Saturday, January 03, 2009

God's Plans For Your Life


For I know the plans I have for you," says the LORD. "They are plans for good and not for disaster, to give you a future and a hope. Jeremiah 29:11

One of the most fundamental yet challenging aspects of the grace walk is to live every day with an unwavering conviction that our God really is on our side. He's a God who has nothing but a zealous, active, and purposeful love for you. His constant desire is to see you enjoy Life to the fullest extent a person can know in this world.

One of the last things Jesus prayed when He was in this world was that His joy would remain in His disciples. He knew the persecution and trials they would face. He knew how troubles can threaten to shake off our joy, but He also knew that joy isn't connected to our outward circumstances. The source of joy is our eternal connection to our Heavenly Father.

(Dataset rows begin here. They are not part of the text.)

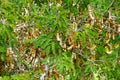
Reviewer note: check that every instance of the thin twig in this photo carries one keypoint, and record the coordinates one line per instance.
(112, 3)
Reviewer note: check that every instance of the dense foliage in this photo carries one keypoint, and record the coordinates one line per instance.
(59, 39)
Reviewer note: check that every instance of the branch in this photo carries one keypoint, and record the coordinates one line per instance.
(112, 3)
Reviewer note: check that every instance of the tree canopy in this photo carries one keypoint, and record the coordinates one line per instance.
(59, 39)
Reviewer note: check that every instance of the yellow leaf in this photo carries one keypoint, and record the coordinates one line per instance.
(116, 45)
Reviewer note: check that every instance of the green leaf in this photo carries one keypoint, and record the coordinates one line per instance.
(53, 48)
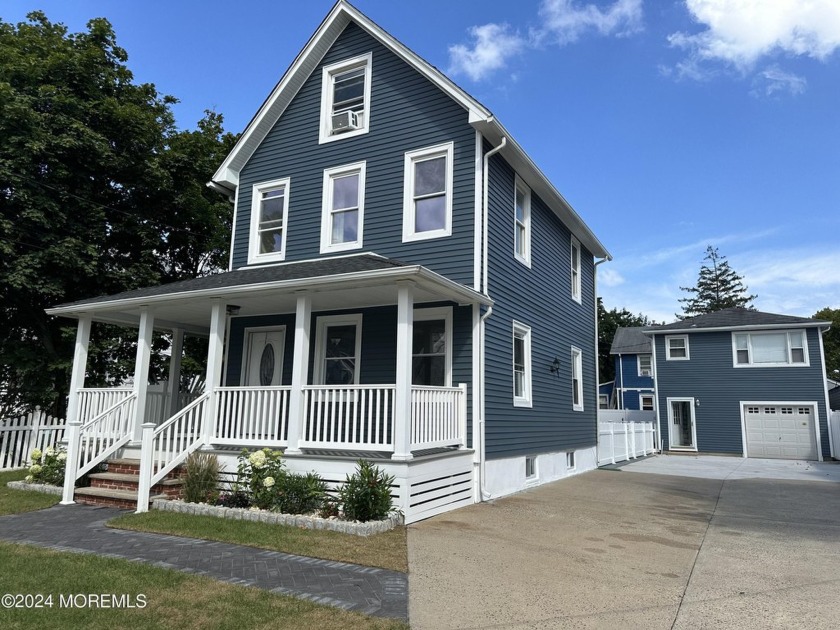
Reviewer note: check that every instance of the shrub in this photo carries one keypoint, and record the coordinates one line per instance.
(301, 494)
(366, 494)
(201, 477)
(47, 466)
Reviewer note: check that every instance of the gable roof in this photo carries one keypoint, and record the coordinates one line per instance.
(736, 317)
(630, 340)
(342, 14)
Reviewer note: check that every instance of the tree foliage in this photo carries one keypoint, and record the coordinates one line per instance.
(718, 287)
(608, 323)
(99, 193)
(831, 341)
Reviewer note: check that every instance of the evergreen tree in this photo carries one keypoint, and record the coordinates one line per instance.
(718, 287)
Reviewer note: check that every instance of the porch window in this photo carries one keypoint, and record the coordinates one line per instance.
(338, 343)
(427, 193)
(342, 216)
(521, 365)
(269, 218)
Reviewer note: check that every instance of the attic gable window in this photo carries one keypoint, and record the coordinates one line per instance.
(345, 99)
(269, 218)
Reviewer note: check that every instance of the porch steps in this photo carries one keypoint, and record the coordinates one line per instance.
(118, 486)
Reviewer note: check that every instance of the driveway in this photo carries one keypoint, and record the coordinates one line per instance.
(610, 549)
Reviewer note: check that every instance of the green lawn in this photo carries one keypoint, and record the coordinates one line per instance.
(387, 550)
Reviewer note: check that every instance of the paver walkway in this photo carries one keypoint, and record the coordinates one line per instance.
(81, 528)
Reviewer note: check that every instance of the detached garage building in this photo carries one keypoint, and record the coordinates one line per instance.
(743, 382)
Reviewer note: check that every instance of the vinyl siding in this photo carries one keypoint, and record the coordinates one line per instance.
(407, 113)
(709, 376)
(539, 297)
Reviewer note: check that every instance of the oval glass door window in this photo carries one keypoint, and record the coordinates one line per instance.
(267, 365)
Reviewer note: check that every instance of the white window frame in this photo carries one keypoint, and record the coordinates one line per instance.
(327, 94)
(577, 378)
(446, 150)
(575, 269)
(330, 175)
(254, 255)
(525, 256)
(444, 313)
(788, 349)
(524, 332)
(668, 356)
(321, 325)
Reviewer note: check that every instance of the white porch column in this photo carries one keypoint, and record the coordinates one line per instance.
(300, 370)
(77, 381)
(402, 396)
(215, 358)
(175, 371)
(141, 371)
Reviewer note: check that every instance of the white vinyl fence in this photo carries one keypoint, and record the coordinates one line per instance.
(620, 441)
(20, 436)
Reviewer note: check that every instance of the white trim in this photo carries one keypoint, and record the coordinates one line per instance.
(322, 323)
(523, 332)
(669, 402)
(327, 73)
(327, 211)
(444, 313)
(668, 356)
(411, 158)
(788, 348)
(254, 255)
(524, 257)
(577, 371)
(575, 264)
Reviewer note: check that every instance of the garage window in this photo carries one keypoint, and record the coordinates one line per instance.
(770, 349)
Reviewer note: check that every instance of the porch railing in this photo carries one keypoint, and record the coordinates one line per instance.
(438, 416)
(352, 417)
(252, 415)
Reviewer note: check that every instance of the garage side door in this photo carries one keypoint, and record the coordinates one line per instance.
(780, 431)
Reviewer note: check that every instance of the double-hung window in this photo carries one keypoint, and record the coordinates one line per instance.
(770, 349)
(575, 265)
(521, 365)
(269, 219)
(342, 216)
(522, 223)
(427, 193)
(345, 99)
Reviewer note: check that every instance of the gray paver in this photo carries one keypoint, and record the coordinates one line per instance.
(81, 528)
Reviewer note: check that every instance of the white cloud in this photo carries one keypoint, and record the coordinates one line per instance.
(492, 46)
(740, 32)
(567, 20)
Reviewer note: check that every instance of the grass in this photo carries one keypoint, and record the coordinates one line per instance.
(386, 551)
(15, 501)
(173, 599)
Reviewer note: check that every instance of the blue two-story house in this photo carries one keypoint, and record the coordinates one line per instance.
(405, 285)
(742, 382)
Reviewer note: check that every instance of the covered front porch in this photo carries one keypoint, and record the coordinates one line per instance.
(373, 362)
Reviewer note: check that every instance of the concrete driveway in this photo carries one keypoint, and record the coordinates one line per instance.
(613, 549)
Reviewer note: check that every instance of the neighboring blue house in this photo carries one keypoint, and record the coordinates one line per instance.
(633, 386)
(404, 285)
(742, 382)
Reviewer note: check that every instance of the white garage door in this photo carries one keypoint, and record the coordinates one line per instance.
(781, 431)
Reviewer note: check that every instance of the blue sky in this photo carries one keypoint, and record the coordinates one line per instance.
(668, 125)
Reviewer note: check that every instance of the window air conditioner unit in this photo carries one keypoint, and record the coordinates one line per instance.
(345, 121)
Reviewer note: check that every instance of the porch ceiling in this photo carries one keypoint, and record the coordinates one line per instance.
(333, 284)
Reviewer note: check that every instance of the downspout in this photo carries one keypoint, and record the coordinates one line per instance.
(483, 494)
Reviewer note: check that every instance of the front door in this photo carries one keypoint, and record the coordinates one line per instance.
(264, 356)
(681, 421)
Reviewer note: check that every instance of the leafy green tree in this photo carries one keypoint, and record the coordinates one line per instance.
(831, 341)
(718, 287)
(99, 193)
(608, 323)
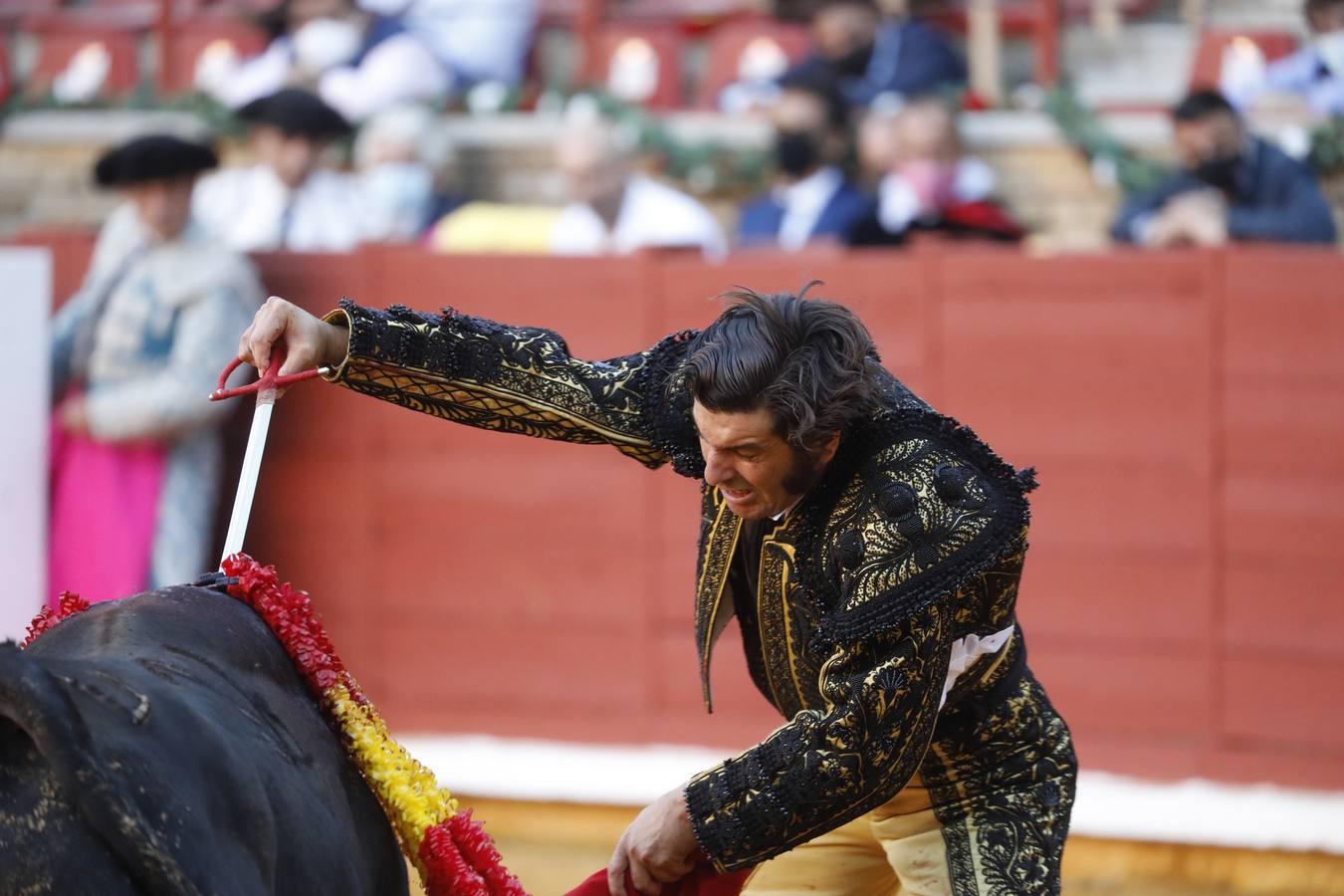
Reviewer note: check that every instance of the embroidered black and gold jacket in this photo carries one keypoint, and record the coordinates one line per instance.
(913, 539)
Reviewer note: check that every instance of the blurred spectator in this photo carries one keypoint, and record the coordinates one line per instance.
(288, 199)
(618, 210)
(359, 62)
(1314, 74)
(476, 41)
(870, 57)
(402, 157)
(1232, 185)
(925, 179)
(812, 198)
(136, 449)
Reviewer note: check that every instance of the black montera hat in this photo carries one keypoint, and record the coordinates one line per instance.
(152, 157)
(296, 112)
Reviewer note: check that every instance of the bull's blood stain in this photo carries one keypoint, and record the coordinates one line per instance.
(452, 852)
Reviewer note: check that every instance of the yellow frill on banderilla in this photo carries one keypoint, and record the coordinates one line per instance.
(407, 790)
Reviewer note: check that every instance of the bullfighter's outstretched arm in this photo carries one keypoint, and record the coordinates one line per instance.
(514, 379)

The story of your life has been written in the eternal realm. It's a love story of one living in the Land of Law who is hopelessly enslaved in the prison of sin, daily tormented by the cruel prison-keeper. Then, beyond that land in the Garden of Grace, The Great King and the Price of Peace agree together that the Son will come to the wilderness of this wicked world, battle the forces of darkness, rescue the pitiful imprisoned pauper and give him a life of opulent blessing beyond anything he could have ever imagined.

This isn't a fairy tale. It's true, and it has already happened. You're living in the latter days of this story in a chapter entitled, "The New Covenant." God has redeemed you and is actively carrying out the last details of the story. During 2009, you can be assured that He is moving you further into the perfect plan He has for your life. It is a good plan with a wonderful future filled with bright hopes that He will fulfill.

Trust His goodness. Don't look to the external for your joy. The only thing it can offer is momentary happiness. Look to the Eternal, where Joy resides and never fades. God plans to do you good from this day forward and you aren't big enough to stop Him. So learn to live in the receiving mode (instead of an achieving mode) and develop the habit of thanksgiving. For eternity you will live that way so you might as well start to enjoy it now.